祖父である主人公のレフは小柄で痩せた、でか鼻で童貞のユダヤ人。
相棒のコーリャは背も高く、美男子で話の巧さも天下一品ですが、
後半に語られる彼が脱走兵となった理由も笑えます。とんだポコチン野郎で・・。
下品な会話が散りばめられた凸凹コンビの珍道中でもあります。
もちろん男の子のようなヒロインの狙撃者ヴェラも良い味出してますね。

著者は2004年の映画「トロイ」の脚本を手掛けているそうです。
監督が「Uボート」のウォルフガング・ペーターゼンだからってわけじゃありませんが、
この映画、結構好きなんですよねぇ。

Troy.jpg

そうそう、映画っていえば、8月の「戦争の世界史 大図鑑」で観たい、と書いていた
「高地戦」をWOWOWで観ました。
本書のヴェラのように若い女性狙撃手が登場するんですが、
コレが個人的な好みで、なかなかよろしい・・。
映画自体も非常に非情な戦争モノで、今年観たなかでNo.1です。

TheFrontLine-2011.jpg

最後の「謝辞」では、ソールズベリーの名著「攻防900日」は現在でも、
レニングラード包囲戦について英語で書かれた最も素晴らしい本であり、
「いつもそばにいて助けてくれた」と、著者は感謝しています。
もう一冊、クルツィオ・マラパルテ著「壊れたヨーロッパ」のドイツ軍vsパルチザンにも触れ、
「本書の物語を構成する上で不可欠だった」と述べています。
後者はまったく知らない本ですが、amazonにありました。
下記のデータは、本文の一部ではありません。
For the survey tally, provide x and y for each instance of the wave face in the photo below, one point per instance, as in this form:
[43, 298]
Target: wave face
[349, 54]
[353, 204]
5000円超えですけど・・。

壊れたヨーロッパ.jpg

また、世の中には「Twitter文学賞」なるものがあるそうで、
本書が2010年にハヤカワ・ポケット・ミステリとして出た際に、
「ツイートで選ぶ2010年ホントに面白かった小説」の第3位になっているようです。
なるほど・・。確かに戦争小説ファンじゃなくても楽しめる一冊かもしれませんね。
ソ連を舞台にした小説、「チャイルド44」と、「グラーグ57」 も読んでみたくなりました。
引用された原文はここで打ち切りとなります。